Menurut The Telegraph, Sabtu 3 Desember 2016, hasil terapi itu digambarkan sebagai sesuatu yang "tak terduga" dan "menarik" karena sebagian besar terapi kanker prostat justru bekerja untuk mengurangi  testosteron. Alasannya,  karena kanker prostat selama ini menggunakan testosteron sebagai bahan bakar untuk terus berkembang.

Penderita kanker prostat yang sudah sakit parah lainnya menunjukkan dalam percobaan ini respon yang mengejutkan para ilmuwan, setelah terapi ini berhasil menyusutkan tumor dan penyakit kanker prostat mereka berhasil dihentikan.

Tingkat  Prostate Specific Antigen (PSA), sebuah tes darah yang digunakan memantau kanker prostat, juga terlihat turun dari mayoritas 47 peserta terapi pengobatan ini.

Salah satu peserta malah tingkat PSA-nya turun menjadi nol setelah tiga bulan dan menunjukkan tidak ada jejak tersisa setelah dia menjalani 22 kali siklus pengobatan.

Profesor Sam Denmeade, dari Jhon Hopkins University School of Medicine di Baltimore, Amerika Serikat, yang menjadi pemimpin penelitian ini mengatakan: "Tujuan kami untuk mengejutkan sel-sel kanker dengan mengeskpos mereka secara cepat...  Hasilnya sungguh tak terduga dan menarik."

"Kami masih dalam tahap awal untuk mencari tahu bagaimana ini bekerja dan bagaimana memasukkannya ke dalam paradigma pengobatan untuk kanker prostat," ujarnya lagi.

"Saya pikir kita mungkin menyembuhkan satu pria yang PSA-nya turun ke angka nol setelah tiga bulan setelah menjalani 22 siklus.
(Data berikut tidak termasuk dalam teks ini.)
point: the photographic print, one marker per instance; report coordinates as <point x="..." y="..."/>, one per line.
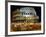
<point x="25" y="18"/>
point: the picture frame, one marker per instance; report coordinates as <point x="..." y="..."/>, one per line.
<point x="18" y="4"/>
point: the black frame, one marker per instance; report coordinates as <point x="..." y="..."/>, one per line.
<point x="6" y="18"/>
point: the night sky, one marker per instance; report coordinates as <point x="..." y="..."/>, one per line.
<point x="37" y="9"/>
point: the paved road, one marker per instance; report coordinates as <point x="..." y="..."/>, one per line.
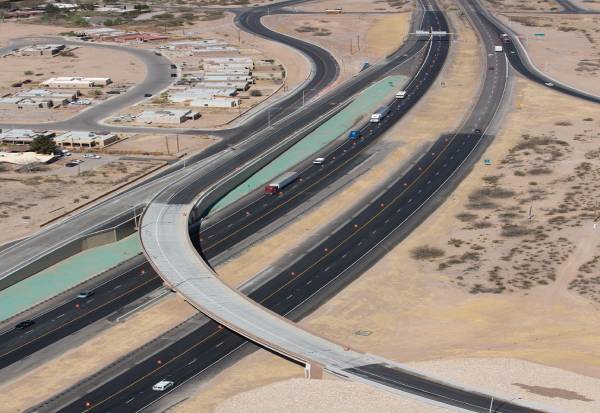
<point x="348" y="152"/>
<point x="119" y="208"/>
<point x="328" y="261"/>
<point x="520" y="60"/>
<point x="158" y="77"/>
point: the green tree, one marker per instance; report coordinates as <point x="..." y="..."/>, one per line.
<point x="43" y="144"/>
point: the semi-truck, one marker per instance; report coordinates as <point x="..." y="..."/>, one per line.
<point x="281" y="182"/>
<point x="379" y="114"/>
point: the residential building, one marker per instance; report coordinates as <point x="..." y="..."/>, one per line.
<point x="42" y="49"/>
<point x="243" y="85"/>
<point x="167" y="116"/>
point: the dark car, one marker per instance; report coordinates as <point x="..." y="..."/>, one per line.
<point x="85" y="294"/>
<point x="25" y="324"/>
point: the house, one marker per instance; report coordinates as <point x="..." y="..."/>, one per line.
<point x="76" y="82"/>
<point x="22" y="136"/>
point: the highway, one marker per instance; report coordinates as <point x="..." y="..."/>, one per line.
<point x="222" y="344"/>
<point x="209" y="344"/>
<point x="19" y="344"/>
<point x="119" y="208"/>
<point x="27" y="342"/>
<point x="334" y="257"/>
<point x="520" y="60"/>
<point x="73" y="315"/>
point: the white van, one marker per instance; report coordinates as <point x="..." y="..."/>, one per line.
<point x="162" y="385"/>
<point x="401" y="94"/>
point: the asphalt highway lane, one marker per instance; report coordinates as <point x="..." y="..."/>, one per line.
<point x="132" y="390"/>
<point x="516" y="60"/>
<point x="70" y="320"/>
<point x="264" y="209"/>
<point x="77" y="313"/>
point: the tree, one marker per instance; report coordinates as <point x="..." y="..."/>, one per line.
<point x="43" y="144"/>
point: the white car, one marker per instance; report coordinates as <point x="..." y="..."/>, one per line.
<point x="162" y="385"/>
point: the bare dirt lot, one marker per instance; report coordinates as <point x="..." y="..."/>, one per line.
<point x="296" y="67"/>
<point x="49" y="378"/>
<point x="568" y="51"/>
<point x="31" y="198"/>
<point x="14" y="30"/>
<point x="153" y="144"/>
<point x="352" y="39"/>
<point x="523" y="5"/>
<point x="490" y="279"/>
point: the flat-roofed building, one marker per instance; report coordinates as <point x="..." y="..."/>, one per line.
<point x="227" y="78"/>
<point x="42" y="50"/>
<point x="244" y="85"/>
<point x="76" y="139"/>
<point x="199" y="93"/>
<point x="76" y="82"/>
<point x="233" y="60"/>
<point x="167" y="116"/>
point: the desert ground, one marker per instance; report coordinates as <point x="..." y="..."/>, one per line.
<point x="32" y="197"/>
<point x="17" y="395"/>
<point x="502" y="6"/>
<point x="352" y="39"/>
<point x="403" y="140"/>
<point x="569" y="51"/>
<point x="354" y="5"/>
<point x="13" y="30"/>
<point x="593" y="5"/>
<point x="296" y="67"/>
<point x="158" y="145"/>
<point x="478" y="262"/>
<point x="123" y="69"/>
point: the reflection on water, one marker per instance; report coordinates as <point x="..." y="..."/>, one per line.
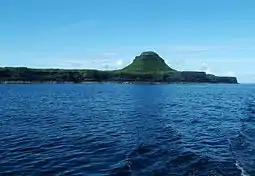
<point x="111" y="129"/>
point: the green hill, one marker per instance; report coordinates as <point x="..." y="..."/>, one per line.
<point x="147" y="62"/>
<point x="147" y="67"/>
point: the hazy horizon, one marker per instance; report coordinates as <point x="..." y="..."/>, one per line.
<point x="216" y="37"/>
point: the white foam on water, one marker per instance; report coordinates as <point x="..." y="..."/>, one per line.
<point x="244" y="173"/>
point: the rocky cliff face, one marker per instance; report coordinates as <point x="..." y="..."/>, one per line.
<point x="149" y="66"/>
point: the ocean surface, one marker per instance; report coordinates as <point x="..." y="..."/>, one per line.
<point x="114" y="129"/>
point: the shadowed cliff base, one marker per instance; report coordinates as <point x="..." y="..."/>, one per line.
<point x="148" y="67"/>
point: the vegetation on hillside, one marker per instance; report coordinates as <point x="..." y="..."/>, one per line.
<point x="148" y="67"/>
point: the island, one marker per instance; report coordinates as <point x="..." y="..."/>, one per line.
<point x="148" y="67"/>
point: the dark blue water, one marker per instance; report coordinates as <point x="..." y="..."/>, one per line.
<point x="113" y="129"/>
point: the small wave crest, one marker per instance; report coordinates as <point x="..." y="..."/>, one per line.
<point x="243" y="172"/>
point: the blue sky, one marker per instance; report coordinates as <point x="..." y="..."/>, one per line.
<point x="213" y="36"/>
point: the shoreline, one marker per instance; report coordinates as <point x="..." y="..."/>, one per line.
<point x="106" y="82"/>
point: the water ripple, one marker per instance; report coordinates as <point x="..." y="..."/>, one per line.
<point x="110" y="129"/>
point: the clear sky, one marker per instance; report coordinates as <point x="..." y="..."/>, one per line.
<point x="216" y="36"/>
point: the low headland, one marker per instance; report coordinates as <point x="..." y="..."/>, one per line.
<point x="148" y="67"/>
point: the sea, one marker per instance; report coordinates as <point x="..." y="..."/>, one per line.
<point x="107" y="129"/>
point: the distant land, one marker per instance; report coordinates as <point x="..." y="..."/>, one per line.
<point x="148" y="67"/>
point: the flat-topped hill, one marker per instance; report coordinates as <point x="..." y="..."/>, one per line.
<point x="147" y="67"/>
<point x="147" y="62"/>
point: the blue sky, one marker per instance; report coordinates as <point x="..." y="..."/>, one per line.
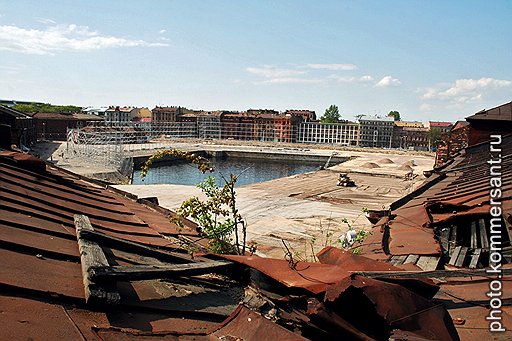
<point x="430" y="60"/>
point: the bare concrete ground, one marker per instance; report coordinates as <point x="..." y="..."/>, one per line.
<point x="305" y="210"/>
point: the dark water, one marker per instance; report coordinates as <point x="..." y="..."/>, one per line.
<point x="250" y="170"/>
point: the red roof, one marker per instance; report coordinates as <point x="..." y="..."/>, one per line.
<point x="440" y="124"/>
<point x="46" y="278"/>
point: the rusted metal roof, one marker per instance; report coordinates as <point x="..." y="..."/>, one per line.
<point x="499" y="113"/>
<point x="459" y="189"/>
<point x="454" y="196"/>
<point x="43" y="271"/>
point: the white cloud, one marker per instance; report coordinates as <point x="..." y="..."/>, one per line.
<point x="290" y="80"/>
<point x="332" y="67"/>
<point x="345" y="79"/>
<point x="61" y="38"/>
<point x="465" y="90"/>
<point x="427" y="107"/>
<point x="11" y="69"/>
<point x="269" y="71"/>
<point x="46" y="21"/>
<point x="388" y="81"/>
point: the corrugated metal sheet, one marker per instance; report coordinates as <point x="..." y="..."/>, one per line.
<point x="41" y="272"/>
<point x="462" y="191"/>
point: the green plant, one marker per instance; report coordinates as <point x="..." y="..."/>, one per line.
<point x="202" y="164"/>
<point x="217" y="216"/>
<point x="360" y="235"/>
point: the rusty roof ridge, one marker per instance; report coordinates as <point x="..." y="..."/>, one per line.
<point x="432" y="181"/>
<point x="37" y="252"/>
<point x="12" y="224"/>
<point x="63" y="198"/>
<point x="41" y="296"/>
<point x="73" y="211"/>
<point x="74" y="189"/>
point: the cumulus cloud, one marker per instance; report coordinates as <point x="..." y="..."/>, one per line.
<point x="464" y="90"/>
<point x="332" y="67"/>
<point x="388" y="81"/>
<point x="57" y="38"/>
<point x="345" y="79"/>
<point x="269" y="71"/>
<point x="292" y="80"/>
<point x="46" y="21"/>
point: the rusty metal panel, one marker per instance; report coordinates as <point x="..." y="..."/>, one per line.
<point x="244" y="324"/>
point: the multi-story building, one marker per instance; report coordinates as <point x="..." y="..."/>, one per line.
<point x="166" y="114"/>
<point x="376" y="132"/>
<point x="22" y="126"/>
<point x="98" y="111"/>
<point x="346" y="134"/>
<point x="442" y="127"/>
<point x="410" y="135"/>
<point x="307" y="115"/>
<point x="120" y="115"/>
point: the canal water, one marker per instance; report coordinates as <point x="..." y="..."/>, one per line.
<point x="249" y="171"/>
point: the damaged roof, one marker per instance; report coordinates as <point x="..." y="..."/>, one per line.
<point x="146" y="285"/>
<point x="446" y="221"/>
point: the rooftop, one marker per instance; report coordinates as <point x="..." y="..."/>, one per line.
<point x="102" y="264"/>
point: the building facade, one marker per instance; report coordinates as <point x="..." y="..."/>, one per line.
<point x="345" y="134"/>
<point x="120" y="115"/>
<point x="376" y="132"/>
<point x="410" y="135"/>
<point x="22" y="126"/>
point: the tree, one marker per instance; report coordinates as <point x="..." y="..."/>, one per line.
<point x="331" y="115"/>
<point x="434" y="137"/>
<point x="47" y="108"/>
<point x="395" y="114"/>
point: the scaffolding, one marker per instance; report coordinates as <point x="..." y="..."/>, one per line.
<point x="111" y="144"/>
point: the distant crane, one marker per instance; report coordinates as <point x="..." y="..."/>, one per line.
<point x="329" y="160"/>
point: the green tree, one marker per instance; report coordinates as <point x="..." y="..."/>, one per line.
<point x="395" y="114"/>
<point x="434" y="136"/>
<point x="331" y="115"/>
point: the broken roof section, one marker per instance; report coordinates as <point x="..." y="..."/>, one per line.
<point x="445" y="225"/>
<point x="103" y="266"/>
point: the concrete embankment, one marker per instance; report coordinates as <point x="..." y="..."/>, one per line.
<point x="254" y="155"/>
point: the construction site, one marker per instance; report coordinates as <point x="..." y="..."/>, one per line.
<point x="107" y="261"/>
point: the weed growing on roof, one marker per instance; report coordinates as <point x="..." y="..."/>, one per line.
<point x="217" y="216"/>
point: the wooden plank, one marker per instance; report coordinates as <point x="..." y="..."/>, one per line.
<point x="428" y="263"/>
<point x="126" y="245"/>
<point x="475" y="258"/>
<point x="398" y="260"/>
<point x="431" y="274"/>
<point x="474" y="237"/>
<point x="412" y="259"/>
<point x="444" y="238"/>
<point x="455" y="255"/>
<point x="453" y="239"/>
<point x="462" y="256"/>
<point x="483" y="235"/>
<point x="92" y="256"/>
<point x="145" y="272"/>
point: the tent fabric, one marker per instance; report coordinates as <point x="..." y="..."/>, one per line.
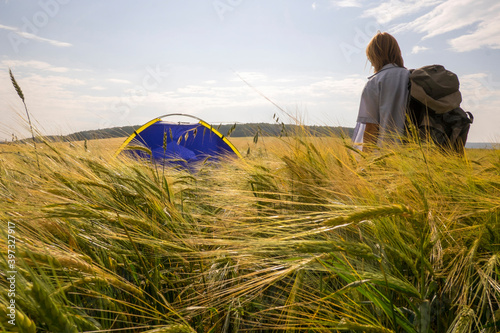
<point x="179" y="143"/>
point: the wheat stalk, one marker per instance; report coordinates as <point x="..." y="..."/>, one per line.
<point x="21" y="95"/>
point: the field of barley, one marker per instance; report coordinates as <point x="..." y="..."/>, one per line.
<point x="303" y="234"/>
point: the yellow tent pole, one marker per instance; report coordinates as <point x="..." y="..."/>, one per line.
<point x="222" y="137"/>
<point x="133" y="135"/>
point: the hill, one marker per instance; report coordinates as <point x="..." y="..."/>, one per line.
<point x="232" y="130"/>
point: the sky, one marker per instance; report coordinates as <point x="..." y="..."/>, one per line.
<point x="96" y="64"/>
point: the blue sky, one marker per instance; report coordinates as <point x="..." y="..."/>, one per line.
<point x="96" y="64"/>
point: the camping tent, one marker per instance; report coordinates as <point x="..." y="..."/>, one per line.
<point x="182" y="143"/>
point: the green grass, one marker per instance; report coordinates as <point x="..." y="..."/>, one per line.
<point x="304" y="234"/>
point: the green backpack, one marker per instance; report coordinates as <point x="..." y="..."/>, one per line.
<point x="434" y="108"/>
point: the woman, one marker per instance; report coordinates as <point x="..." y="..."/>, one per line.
<point x="382" y="111"/>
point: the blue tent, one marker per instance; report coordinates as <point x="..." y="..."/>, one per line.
<point x="178" y="142"/>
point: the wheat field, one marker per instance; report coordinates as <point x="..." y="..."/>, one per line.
<point x="304" y="234"/>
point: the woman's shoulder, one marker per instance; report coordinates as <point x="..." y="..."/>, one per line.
<point x="389" y="70"/>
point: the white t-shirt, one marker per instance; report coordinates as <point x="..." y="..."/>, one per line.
<point x="383" y="102"/>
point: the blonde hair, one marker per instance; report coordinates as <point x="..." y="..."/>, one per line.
<point x="383" y="49"/>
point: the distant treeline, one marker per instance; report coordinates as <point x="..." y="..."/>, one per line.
<point x="230" y="130"/>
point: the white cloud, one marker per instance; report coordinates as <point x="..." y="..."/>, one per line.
<point x="34" y="64"/>
<point x="120" y="81"/>
<point x="487" y="34"/>
<point x="480" y="16"/>
<point x="26" y="35"/>
<point x="390" y="10"/>
<point x="346" y="3"/>
<point x="417" y="49"/>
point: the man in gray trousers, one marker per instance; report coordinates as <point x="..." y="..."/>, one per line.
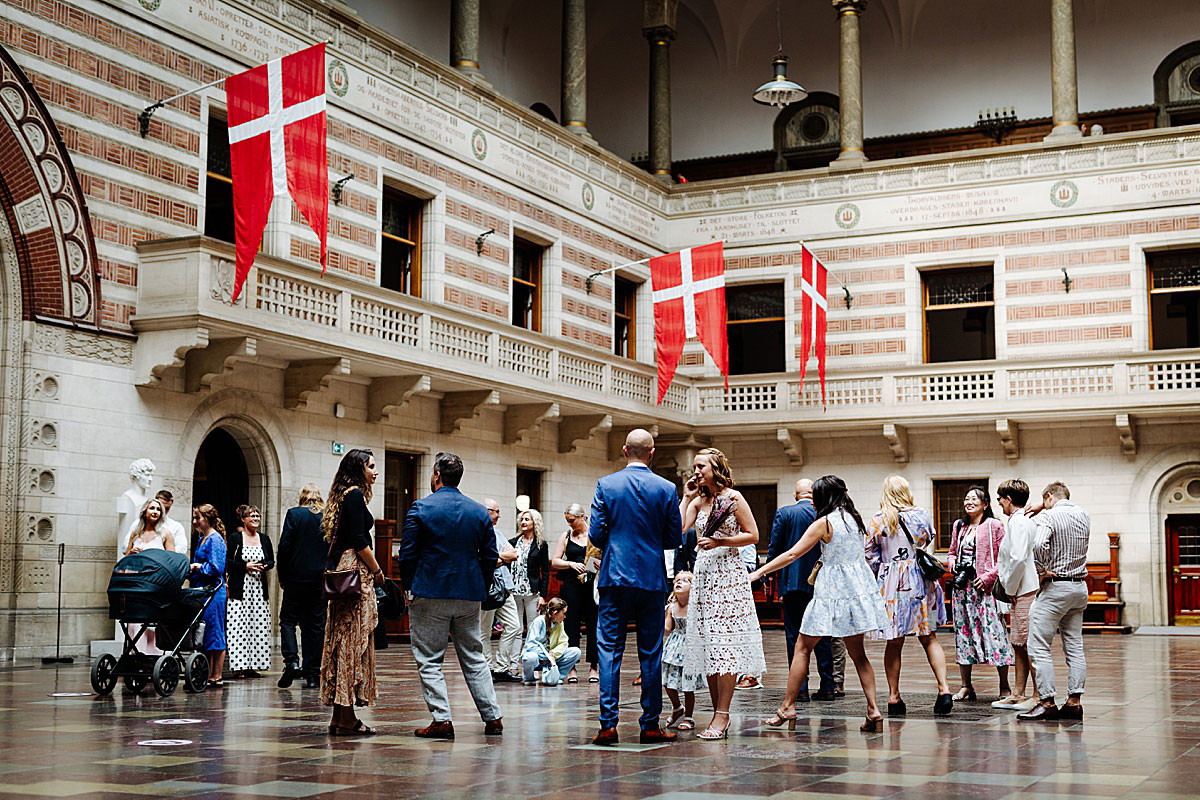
<point x="447" y="558"/>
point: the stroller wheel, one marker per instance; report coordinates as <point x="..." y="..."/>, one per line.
<point x="196" y="673"/>
<point x="135" y="684"/>
<point x="103" y="674"/>
<point x="166" y="675"/>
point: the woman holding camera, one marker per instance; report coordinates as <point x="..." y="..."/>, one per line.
<point x="979" y="635"/>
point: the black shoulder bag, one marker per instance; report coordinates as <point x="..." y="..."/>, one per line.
<point x="930" y="567"/>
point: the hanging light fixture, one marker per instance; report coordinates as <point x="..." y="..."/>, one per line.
<point x="779" y="91"/>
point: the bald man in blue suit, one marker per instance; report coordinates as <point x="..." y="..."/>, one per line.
<point x="635" y="516"/>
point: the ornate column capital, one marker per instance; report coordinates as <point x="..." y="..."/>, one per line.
<point x="850" y="6"/>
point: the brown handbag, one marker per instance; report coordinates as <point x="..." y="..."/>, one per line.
<point x="341" y="584"/>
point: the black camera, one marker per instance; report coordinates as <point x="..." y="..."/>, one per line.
<point x="964" y="573"/>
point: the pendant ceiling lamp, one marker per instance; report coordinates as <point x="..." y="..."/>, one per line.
<point x="779" y="91"/>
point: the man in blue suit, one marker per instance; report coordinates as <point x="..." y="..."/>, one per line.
<point x="790" y="524"/>
<point x="447" y="558"/>
<point x="635" y="516"/>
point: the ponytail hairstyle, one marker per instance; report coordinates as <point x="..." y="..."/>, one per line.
<point x="352" y="474"/>
<point x="210" y="516"/>
<point x="829" y="494"/>
<point x="897" y="498"/>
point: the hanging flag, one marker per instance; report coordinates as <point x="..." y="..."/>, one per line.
<point x="814" y="305"/>
<point x="689" y="301"/>
<point x="277" y="149"/>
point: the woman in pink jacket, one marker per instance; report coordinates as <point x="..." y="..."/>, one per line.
<point x="979" y="635"/>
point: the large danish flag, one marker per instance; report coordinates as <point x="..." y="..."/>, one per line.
<point x="814" y="305"/>
<point x="277" y="148"/>
<point x="689" y="301"/>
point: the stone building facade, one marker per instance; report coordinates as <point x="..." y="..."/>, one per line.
<point x="120" y="341"/>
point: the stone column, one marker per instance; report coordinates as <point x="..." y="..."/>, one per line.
<point x="850" y="82"/>
<point x="660" y="101"/>
<point x="465" y="36"/>
<point x="575" y="66"/>
<point x="1063" y="85"/>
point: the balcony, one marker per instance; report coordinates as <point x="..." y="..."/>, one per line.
<point x="318" y="329"/>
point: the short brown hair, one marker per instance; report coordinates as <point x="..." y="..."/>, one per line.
<point x="1057" y="489"/>
<point x="1015" y="489"/>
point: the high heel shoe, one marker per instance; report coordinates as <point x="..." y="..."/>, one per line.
<point x="780" y="719"/>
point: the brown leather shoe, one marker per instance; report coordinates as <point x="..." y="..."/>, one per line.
<point x="655" y="735"/>
<point x="1068" y="711"/>
<point x="436" y="731"/>
<point x="606" y="737"/>
<point x="1039" y="713"/>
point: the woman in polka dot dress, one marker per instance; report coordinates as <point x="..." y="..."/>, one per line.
<point x="250" y="613"/>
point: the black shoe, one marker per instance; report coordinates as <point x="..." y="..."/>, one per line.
<point x="289" y="674"/>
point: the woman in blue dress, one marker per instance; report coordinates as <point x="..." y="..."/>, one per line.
<point x="209" y="570"/>
<point x="846" y="601"/>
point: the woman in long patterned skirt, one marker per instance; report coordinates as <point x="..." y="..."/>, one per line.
<point x="347" y="667"/>
<point x="724" y="637"/>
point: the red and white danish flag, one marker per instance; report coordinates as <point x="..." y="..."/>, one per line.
<point x="689" y="301"/>
<point x="814" y="305"/>
<point x="277" y="148"/>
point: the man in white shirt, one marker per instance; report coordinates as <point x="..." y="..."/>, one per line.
<point x="1019" y="576"/>
<point x="178" y="534"/>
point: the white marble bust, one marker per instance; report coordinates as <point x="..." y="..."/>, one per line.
<point x="130" y="504"/>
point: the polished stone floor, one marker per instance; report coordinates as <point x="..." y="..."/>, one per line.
<point x="1139" y="740"/>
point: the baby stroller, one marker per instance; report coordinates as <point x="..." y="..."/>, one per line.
<point x="147" y="593"/>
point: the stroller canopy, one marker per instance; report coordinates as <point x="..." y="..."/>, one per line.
<point x="150" y="572"/>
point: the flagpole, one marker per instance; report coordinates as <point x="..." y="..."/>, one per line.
<point x="148" y="112"/>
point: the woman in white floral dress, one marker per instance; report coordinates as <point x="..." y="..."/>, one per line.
<point x="724" y="637"/>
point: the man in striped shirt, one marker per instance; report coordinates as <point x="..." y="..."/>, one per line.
<point x="1060" y="553"/>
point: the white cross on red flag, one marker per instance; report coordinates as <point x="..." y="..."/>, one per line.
<point x="689" y="301"/>
<point x="814" y="305"/>
<point x="277" y="148"/>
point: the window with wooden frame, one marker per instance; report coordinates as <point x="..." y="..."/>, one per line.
<point x="1174" y="299"/>
<point x="756" y="328"/>
<point x="948" y="506"/>
<point x="960" y="314"/>
<point x="219" y="182"/>
<point x="527" y="283"/>
<point x="624" y="318"/>
<point x="400" y="252"/>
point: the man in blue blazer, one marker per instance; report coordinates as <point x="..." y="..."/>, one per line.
<point x="795" y="591"/>
<point x="447" y="558"/>
<point x="635" y="516"/>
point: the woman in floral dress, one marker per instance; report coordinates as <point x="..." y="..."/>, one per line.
<point x="915" y="605"/>
<point x="724" y="637"/>
<point x="979" y="633"/>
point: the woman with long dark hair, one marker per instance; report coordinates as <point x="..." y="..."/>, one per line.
<point x="979" y="633"/>
<point x="209" y="570"/>
<point x="347" y="668"/>
<point x="846" y="601"/>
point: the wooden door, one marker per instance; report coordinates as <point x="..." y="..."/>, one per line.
<point x="1183" y="567"/>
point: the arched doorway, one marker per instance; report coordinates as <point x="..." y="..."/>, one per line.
<point x="1181" y="527"/>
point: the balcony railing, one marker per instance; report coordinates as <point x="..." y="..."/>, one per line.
<point x="336" y="316"/>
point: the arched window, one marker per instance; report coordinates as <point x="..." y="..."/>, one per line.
<point x="1177" y="86"/>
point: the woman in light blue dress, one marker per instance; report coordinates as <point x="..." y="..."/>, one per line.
<point x="846" y="601"/>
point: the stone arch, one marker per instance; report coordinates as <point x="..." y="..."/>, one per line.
<point x="43" y="205"/>
<point x="1151" y="483"/>
<point x="264" y="443"/>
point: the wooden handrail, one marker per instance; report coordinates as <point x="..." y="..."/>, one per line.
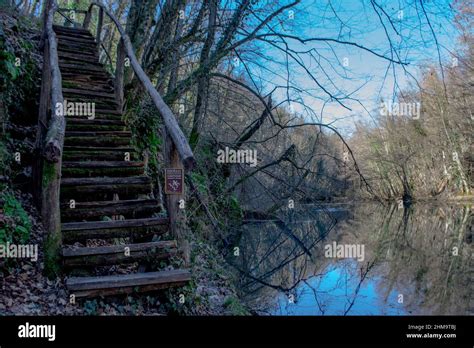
<point x="179" y="139"/>
<point x="49" y="164"/>
<point x="57" y="125"/>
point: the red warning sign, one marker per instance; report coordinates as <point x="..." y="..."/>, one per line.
<point x="174" y="181"/>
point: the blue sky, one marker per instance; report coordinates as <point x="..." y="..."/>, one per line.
<point x="351" y="70"/>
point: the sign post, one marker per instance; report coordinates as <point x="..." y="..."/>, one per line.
<point x="174" y="181"/>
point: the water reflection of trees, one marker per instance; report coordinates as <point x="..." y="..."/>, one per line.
<point x="412" y="251"/>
Seluruh penyakitnya kini sudah menghilang," katanya lagi.

Pengobatan ini cukup revolusioner karena testosteron umumnya diasumsikan sebagai bahan bakar kanker prostat. Selama beberapa dekade pengobatan untuk kanker stadium lanjut adalah memotong pasokan testosteron untuk memblokir efek buruknya.

Maka, meningkatkan jumlah testosteron kepada pria penderita kanker prostat umumnya dianggap mirip menuangkan bensin ke api.

Namun percobaan laboratrium ini telah mengisyaratkan dengan meledakkan tumor dengan hormon testoteron tingkat tinggi dapat menekan atau bahkan membunuh sel-sel kanker prostat.

Orang-orang itu menerima suntikan testosteron dosis tinggi sekali setiap 28 hari. Pada saat yang sama, mereka diberi obat untuk menghentikan produksi testosteron alami yang dihasilkan oleh testis.

Ternyata, dengan membanjiri testosteron tingkat tinggi, hasil pengujian membuktikan hal itu efektif membunuh sel-sel kanker prostat.

Menurut Prof Denmeade, masih belum jelas bagaimana perawatan itu bekerja. Tapi dosis besar testosteron tampaknya menyebabkan sel-sel kanker porstat lumpuh dan tak mampu membelah diri lagi.